HCL, with $10 billion in annual sales and a global client roster that includes Britain’s Manchester United Football Club, U.S. tech giant Broadcom, and Finnish elevator maker Kone, is taking the first tentative steps to reinstate employees such as Shree who need laboratory facilities and hardware to test products for global auto and plane makers. “We have 179 office locations in 46 countries, and each country, each city has its own set of complications,” says Appa Rao, HCL’s chief human resources officer. “It’s a highly volatile, very intricate situation.” (Like Shree, Rao was returning to the office for the first time since the lockdown. He said his wife had joked he was returning too soon: He hadn’t yet mastered all the household chores.)
Inside HCL’s four gleaming towers in the Jigani campus, there are fewer workers and more pandemic minders who watch employees’ every move. Elevators that used to ferry dozens now have floor markings for four, with toothpicks supplied to tap the buttons. Large X signs—which forbid sitting—are everywhere, whether on the seats of the golf buggies carting visitors around the campus or the cubicles inside the offices. The campus gym and day-care center are shuttered. Yellow barrier tapes bar entry into certain areas including the health-care facility. Most kiosks in the domelike cafeteria, which used to offer such options as thalis from Punjab or local dosa crepes, are closed. Still, Thiru Kumar, a 27-year-old engineer who shares an apartment with a friend, says the sparse choices remain a big draw: “I hate my cooking but had to stomach it for two whole months.”

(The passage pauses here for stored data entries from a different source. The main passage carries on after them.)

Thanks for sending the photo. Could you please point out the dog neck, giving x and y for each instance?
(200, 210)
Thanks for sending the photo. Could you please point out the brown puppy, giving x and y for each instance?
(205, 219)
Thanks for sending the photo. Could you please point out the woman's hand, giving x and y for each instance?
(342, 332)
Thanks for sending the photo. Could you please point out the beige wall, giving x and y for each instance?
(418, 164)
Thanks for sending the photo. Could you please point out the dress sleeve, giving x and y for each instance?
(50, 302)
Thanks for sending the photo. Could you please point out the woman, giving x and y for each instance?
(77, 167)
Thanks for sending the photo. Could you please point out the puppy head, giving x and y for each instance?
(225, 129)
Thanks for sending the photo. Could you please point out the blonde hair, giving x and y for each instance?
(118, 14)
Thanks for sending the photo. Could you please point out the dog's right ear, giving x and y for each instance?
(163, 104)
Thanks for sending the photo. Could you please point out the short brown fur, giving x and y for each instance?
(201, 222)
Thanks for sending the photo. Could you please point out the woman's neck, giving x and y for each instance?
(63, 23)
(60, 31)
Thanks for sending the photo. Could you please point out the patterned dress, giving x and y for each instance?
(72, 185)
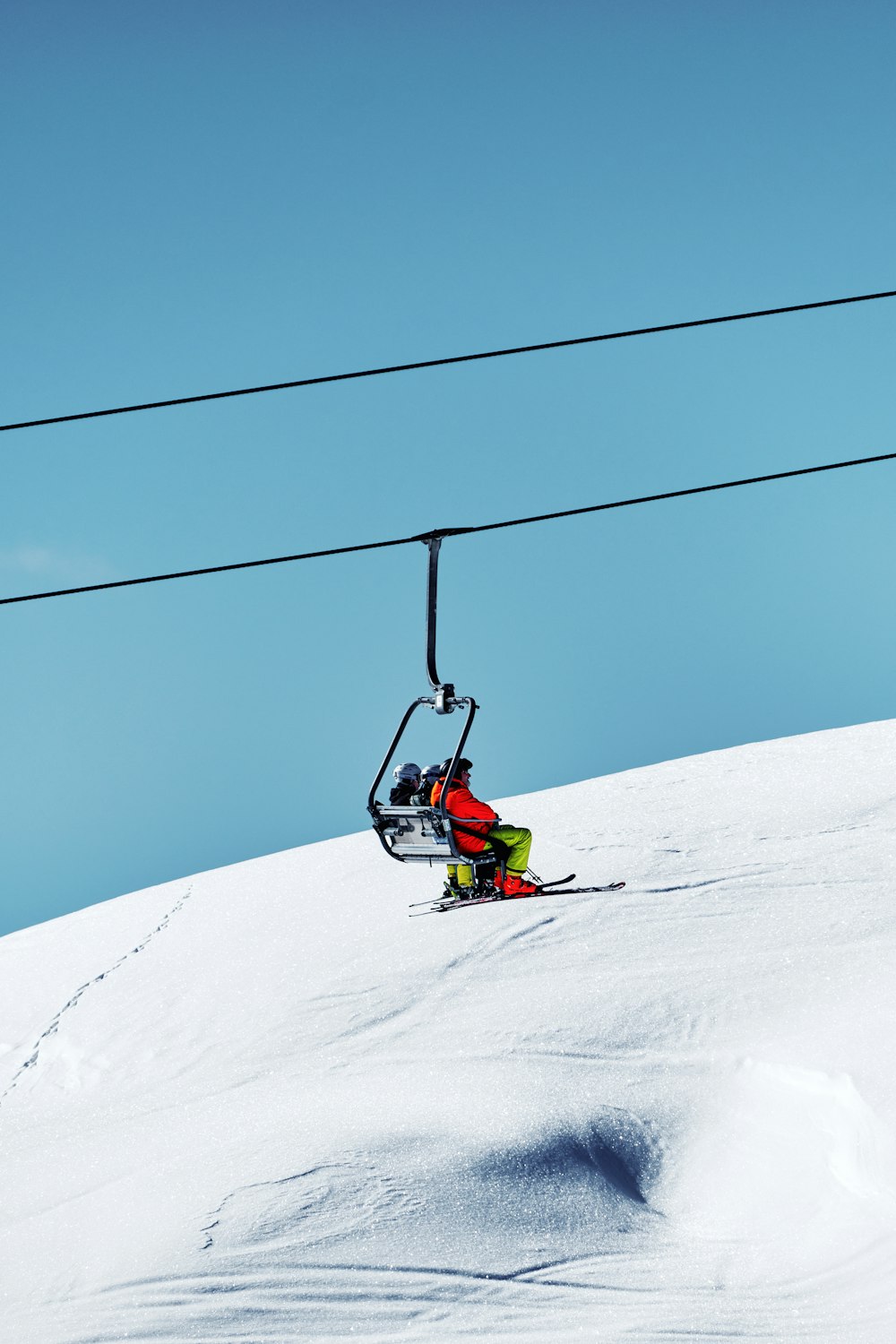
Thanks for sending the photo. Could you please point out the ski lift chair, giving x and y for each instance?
(427, 835)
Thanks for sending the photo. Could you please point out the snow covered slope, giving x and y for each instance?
(263, 1104)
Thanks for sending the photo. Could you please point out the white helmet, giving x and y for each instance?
(406, 773)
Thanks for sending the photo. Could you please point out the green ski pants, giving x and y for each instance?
(519, 839)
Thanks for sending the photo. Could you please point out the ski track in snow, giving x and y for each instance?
(657, 1116)
(31, 1062)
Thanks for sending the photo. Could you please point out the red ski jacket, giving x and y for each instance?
(460, 803)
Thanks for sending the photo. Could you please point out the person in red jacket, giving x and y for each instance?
(487, 825)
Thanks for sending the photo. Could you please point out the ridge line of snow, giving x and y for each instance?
(54, 1023)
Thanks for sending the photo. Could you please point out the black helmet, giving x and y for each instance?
(458, 769)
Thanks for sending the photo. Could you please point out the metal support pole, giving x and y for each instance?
(444, 691)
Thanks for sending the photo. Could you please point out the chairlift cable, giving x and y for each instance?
(450, 359)
(450, 531)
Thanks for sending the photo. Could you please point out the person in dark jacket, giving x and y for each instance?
(408, 781)
(424, 796)
(487, 824)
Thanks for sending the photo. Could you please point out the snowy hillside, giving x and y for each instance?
(263, 1104)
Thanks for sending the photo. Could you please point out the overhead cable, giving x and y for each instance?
(450, 359)
(450, 531)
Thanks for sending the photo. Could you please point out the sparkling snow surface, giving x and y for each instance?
(263, 1104)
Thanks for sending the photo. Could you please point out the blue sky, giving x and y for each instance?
(218, 195)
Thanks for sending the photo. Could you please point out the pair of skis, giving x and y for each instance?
(546, 889)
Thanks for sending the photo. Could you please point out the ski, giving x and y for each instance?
(470, 900)
(546, 889)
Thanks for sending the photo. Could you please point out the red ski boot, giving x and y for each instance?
(514, 884)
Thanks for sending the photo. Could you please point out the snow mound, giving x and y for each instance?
(261, 1104)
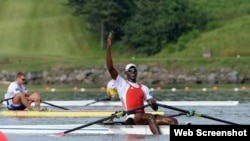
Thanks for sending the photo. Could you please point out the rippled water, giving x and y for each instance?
(237, 114)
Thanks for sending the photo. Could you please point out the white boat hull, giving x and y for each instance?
(94, 129)
(118, 103)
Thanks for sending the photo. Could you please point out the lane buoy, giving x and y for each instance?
(3, 137)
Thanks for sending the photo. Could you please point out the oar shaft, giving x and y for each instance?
(196, 114)
(212, 118)
(98, 100)
(54, 105)
(86, 125)
(2, 100)
(119, 114)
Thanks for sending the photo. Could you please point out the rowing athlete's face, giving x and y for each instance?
(21, 79)
(131, 74)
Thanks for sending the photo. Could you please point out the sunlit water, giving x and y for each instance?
(237, 114)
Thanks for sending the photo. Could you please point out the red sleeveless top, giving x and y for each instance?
(135, 98)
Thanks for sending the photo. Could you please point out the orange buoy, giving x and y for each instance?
(3, 137)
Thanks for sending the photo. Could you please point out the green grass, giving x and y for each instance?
(43, 34)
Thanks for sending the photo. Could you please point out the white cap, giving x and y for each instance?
(129, 66)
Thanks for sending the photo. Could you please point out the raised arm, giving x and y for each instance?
(113, 72)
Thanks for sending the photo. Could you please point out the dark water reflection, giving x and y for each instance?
(239, 114)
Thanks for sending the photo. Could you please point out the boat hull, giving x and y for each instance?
(94, 129)
(62, 113)
(118, 103)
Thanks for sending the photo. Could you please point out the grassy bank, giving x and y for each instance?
(43, 34)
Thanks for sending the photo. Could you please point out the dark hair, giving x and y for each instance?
(20, 74)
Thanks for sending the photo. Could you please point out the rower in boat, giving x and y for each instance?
(133, 94)
(111, 91)
(18, 97)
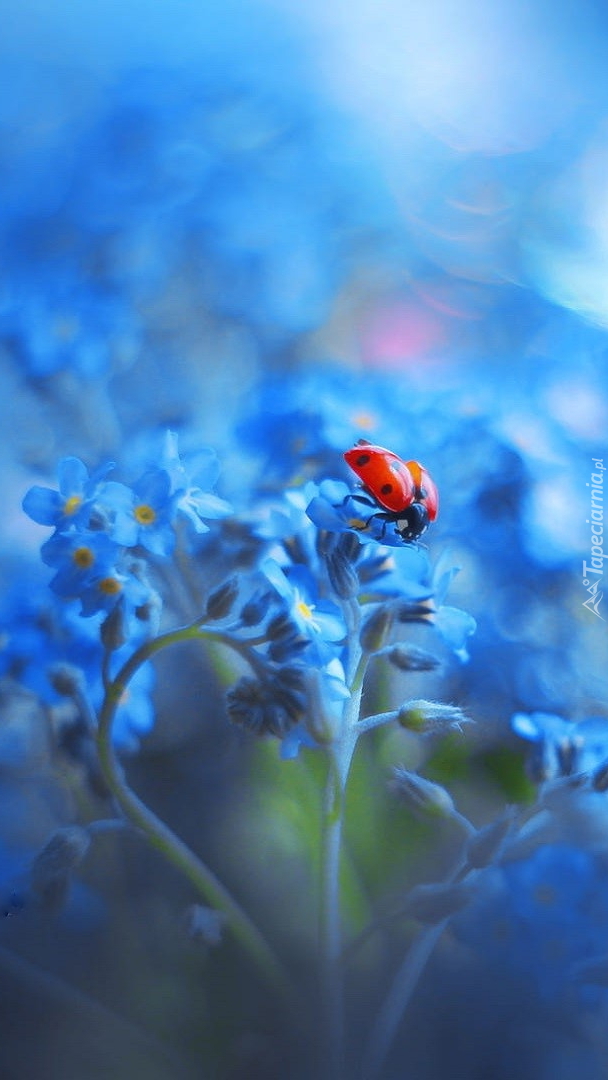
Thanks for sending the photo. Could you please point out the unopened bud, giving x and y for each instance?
(52, 867)
(67, 679)
(255, 609)
(220, 602)
(112, 630)
(430, 716)
(342, 576)
(204, 925)
(417, 610)
(433, 903)
(421, 795)
(487, 842)
(599, 778)
(376, 629)
(409, 658)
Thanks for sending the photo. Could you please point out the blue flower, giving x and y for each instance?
(144, 514)
(563, 746)
(191, 487)
(71, 504)
(316, 619)
(90, 567)
(538, 919)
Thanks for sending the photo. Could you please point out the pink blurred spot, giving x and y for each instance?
(399, 334)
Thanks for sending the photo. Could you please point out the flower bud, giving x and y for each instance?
(409, 658)
(67, 679)
(342, 576)
(433, 903)
(112, 630)
(599, 778)
(221, 601)
(416, 610)
(52, 867)
(255, 609)
(430, 716)
(204, 925)
(376, 629)
(487, 842)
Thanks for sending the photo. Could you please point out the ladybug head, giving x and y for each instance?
(413, 522)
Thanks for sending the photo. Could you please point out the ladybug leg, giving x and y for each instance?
(370, 503)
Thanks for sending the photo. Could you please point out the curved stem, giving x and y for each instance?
(330, 925)
(160, 835)
(402, 989)
(397, 999)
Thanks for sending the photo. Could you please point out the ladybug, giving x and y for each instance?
(402, 491)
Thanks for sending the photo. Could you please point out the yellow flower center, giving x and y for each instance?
(305, 609)
(145, 514)
(83, 557)
(365, 421)
(71, 504)
(109, 586)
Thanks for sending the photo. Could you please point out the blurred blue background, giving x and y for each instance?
(277, 228)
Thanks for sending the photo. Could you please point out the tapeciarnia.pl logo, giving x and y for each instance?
(593, 571)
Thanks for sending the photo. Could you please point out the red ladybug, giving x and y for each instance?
(402, 489)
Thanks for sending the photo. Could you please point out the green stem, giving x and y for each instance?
(330, 923)
(160, 835)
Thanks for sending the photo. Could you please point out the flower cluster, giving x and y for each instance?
(103, 528)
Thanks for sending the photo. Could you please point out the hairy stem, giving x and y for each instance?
(160, 835)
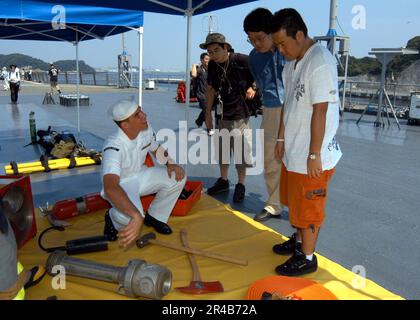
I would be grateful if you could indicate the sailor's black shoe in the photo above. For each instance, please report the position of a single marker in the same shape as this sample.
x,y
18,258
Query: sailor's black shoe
x,y
239,194
159,226
297,265
220,186
109,229
287,247
265,215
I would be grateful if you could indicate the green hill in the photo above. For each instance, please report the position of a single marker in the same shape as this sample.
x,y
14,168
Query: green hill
x,y
371,66
22,60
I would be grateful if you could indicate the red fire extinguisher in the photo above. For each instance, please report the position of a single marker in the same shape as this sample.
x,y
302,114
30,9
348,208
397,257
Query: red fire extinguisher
x,y
66,209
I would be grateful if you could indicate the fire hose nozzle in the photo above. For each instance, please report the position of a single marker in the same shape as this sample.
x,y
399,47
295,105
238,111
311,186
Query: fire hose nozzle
x,y
137,279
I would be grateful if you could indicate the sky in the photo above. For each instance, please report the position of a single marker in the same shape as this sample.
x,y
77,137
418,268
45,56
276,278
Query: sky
x,y
369,24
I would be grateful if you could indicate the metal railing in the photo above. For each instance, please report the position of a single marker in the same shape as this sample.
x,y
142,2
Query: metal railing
x,y
361,92
105,78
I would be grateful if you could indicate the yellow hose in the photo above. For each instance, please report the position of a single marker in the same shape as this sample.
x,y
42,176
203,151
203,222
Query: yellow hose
x,y
53,164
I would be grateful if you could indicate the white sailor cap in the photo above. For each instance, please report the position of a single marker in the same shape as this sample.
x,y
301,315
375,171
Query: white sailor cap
x,y
123,109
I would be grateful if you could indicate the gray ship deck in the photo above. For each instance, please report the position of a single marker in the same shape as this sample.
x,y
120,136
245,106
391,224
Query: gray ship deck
x,y
372,214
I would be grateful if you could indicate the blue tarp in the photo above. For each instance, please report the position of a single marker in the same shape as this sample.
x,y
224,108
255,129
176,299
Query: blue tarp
x,y
176,7
41,20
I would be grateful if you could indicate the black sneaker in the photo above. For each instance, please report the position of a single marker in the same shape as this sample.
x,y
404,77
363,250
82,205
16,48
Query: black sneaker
x,y
159,226
220,186
287,247
109,229
297,265
239,194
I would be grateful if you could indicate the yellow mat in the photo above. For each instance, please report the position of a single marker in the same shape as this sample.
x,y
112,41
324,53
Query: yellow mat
x,y
212,226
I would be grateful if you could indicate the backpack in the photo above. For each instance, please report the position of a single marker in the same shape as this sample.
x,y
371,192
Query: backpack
x,y
58,145
254,106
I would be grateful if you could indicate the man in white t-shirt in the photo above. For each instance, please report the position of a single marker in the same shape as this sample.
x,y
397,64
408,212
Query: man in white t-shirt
x,y
306,140
126,178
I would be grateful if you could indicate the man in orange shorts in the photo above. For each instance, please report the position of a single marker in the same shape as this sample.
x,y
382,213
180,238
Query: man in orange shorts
x,y
306,140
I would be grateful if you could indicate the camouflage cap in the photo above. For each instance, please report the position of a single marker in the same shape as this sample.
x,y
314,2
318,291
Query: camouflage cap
x,y
214,38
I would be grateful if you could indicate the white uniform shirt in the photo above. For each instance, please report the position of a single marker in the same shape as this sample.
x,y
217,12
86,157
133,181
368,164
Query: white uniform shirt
x,y
14,76
314,80
124,157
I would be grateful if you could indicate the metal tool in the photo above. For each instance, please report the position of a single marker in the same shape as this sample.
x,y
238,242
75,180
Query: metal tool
x,y
151,238
137,279
197,286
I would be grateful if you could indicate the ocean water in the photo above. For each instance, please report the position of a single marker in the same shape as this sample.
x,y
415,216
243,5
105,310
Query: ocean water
x,y
111,78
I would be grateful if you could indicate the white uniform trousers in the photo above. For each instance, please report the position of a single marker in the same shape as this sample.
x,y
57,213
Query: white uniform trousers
x,y
149,181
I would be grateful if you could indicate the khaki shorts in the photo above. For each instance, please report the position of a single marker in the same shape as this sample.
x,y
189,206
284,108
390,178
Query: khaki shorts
x,y
305,197
234,136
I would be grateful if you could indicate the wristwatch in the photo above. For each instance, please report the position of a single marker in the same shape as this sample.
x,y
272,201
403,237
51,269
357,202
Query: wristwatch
x,y
313,156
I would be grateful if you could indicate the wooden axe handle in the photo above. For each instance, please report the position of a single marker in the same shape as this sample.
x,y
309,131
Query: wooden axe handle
x,y
200,252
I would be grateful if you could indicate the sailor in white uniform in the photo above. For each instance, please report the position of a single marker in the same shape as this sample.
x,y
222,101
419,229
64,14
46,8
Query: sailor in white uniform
x,y
126,178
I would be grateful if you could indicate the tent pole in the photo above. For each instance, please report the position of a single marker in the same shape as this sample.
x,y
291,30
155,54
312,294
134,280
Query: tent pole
x,y
77,83
189,14
141,31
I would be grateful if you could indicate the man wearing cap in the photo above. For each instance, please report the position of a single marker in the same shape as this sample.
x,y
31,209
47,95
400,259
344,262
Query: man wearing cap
x,y
13,78
126,178
53,73
230,83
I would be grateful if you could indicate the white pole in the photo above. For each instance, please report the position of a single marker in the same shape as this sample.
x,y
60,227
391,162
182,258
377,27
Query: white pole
x,y
141,31
189,14
77,83
333,15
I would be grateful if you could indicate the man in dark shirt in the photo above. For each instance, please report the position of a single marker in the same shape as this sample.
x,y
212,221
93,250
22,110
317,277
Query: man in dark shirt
x,y
230,83
199,74
53,73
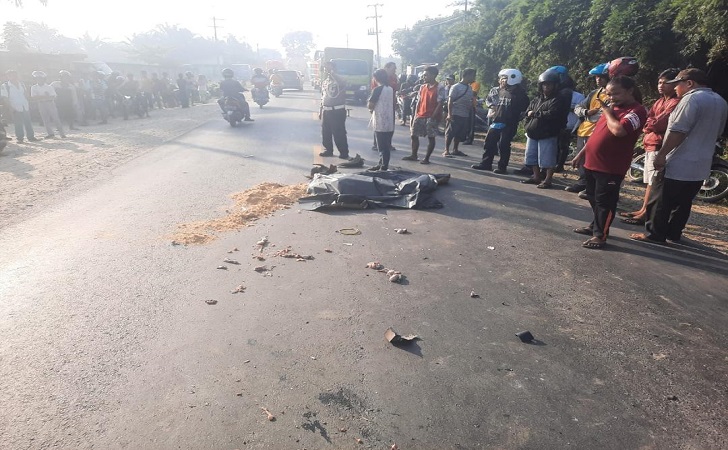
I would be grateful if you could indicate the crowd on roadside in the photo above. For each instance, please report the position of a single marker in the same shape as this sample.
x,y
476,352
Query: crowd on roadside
x,y
63,101
678,132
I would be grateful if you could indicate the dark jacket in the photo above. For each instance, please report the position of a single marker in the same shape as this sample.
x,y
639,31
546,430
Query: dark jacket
x,y
549,115
511,104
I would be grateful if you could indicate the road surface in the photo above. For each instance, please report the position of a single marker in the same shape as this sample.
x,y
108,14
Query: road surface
x,y
106,340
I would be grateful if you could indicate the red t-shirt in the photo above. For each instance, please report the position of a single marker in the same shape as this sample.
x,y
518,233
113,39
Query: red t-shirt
x,y
607,153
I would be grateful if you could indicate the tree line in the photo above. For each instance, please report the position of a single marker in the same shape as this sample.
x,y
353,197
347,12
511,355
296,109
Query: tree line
x,y
532,35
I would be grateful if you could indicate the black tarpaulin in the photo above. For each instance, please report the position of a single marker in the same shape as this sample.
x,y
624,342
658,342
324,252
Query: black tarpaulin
x,y
396,189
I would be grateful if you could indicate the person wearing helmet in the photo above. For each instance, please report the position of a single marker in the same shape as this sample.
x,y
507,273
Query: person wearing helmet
x,y
545,118
588,111
607,156
509,106
14,94
45,97
231,87
67,99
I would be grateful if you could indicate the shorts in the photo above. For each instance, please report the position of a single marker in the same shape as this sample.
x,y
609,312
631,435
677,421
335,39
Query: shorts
x,y
542,152
424,126
458,128
649,171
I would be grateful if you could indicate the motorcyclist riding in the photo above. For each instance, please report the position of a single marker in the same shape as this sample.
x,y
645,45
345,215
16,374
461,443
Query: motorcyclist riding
x,y
232,88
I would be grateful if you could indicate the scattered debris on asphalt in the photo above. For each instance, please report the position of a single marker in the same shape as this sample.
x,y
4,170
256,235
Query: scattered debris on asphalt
x,y
525,336
271,417
395,339
238,290
350,231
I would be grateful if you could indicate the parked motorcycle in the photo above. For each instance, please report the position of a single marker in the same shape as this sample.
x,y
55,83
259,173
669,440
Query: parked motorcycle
x,y
715,187
260,96
233,111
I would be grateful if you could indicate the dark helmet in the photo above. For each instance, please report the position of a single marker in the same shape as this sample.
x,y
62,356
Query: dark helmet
x,y
549,76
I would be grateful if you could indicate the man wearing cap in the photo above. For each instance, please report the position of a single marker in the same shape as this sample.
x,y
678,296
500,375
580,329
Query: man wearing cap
x,y
333,113
684,159
14,93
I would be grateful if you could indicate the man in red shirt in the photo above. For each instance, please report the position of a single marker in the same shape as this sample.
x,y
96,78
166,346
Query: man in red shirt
x,y
608,154
655,129
428,115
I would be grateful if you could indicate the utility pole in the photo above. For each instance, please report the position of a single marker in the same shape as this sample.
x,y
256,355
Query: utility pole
x,y
375,32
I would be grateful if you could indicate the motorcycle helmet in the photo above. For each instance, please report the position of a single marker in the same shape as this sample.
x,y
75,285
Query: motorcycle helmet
x,y
600,70
513,76
626,65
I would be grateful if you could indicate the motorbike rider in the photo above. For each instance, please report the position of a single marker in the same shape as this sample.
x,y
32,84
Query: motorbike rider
x,y
260,81
232,88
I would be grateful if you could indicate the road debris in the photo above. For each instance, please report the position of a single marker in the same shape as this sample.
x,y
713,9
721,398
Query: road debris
x,y
350,231
238,290
525,336
395,339
271,417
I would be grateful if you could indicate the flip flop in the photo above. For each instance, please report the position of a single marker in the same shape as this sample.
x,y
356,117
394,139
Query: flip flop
x,y
594,244
632,221
641,237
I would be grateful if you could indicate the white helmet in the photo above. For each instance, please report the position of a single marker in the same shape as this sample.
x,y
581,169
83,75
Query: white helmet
x,y
513,76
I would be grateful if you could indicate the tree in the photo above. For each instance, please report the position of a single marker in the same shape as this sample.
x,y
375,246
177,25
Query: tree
x,y
14,38
298,44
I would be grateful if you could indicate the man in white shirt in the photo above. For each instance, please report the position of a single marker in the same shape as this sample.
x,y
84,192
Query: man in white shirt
x,y
13,92
45,96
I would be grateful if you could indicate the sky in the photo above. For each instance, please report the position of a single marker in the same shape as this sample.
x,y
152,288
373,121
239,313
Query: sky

Virus-related functions at HCL are overseen by its newly designated chief pandemic officer, Kiran Nadgir, a director who until recently headed immigration services. A dashboard helps Nadgir and all senior HCL managers as high up as its New York-based chief executive officer, C Vijayakumar, monitor every one of its employees, regardless of where they’re working—showing who’s working that day, how much code they’ve generated, and even the quality of their code.
A virtual situation room compiles global virus data to help determine the level of risk at any particular city or office location. Client queries that could be affected by the pandemic, such as the date when 25% of employees assigned to a particular project are expected to return to the office, can be instantly answered by the artificial intelligence-aided tool. The software can even drill down to highlight, for instance, the exact number of employees working on a Deutsche Bank project in Tower 2 of the Jigani campus.
Despite the company’s careful planning to welcome back work-from-home returnees, many peers—including Tata Consultancy Services, Asia’s largest outsourcer—say they may never bring the bulk of workers back to offices. The cost of office space needed to allow almost half a million employees to work under social distancing conditions would simply be too high. Whatever happens, few in the industry think they’ll see a repeat of the past three months. “A prolonged lockdown and this kind of a return is an experience of the century,” says the blue jeans-clad Shree, the returning engineer. “Nobody else outside our generation will experience anything like it.”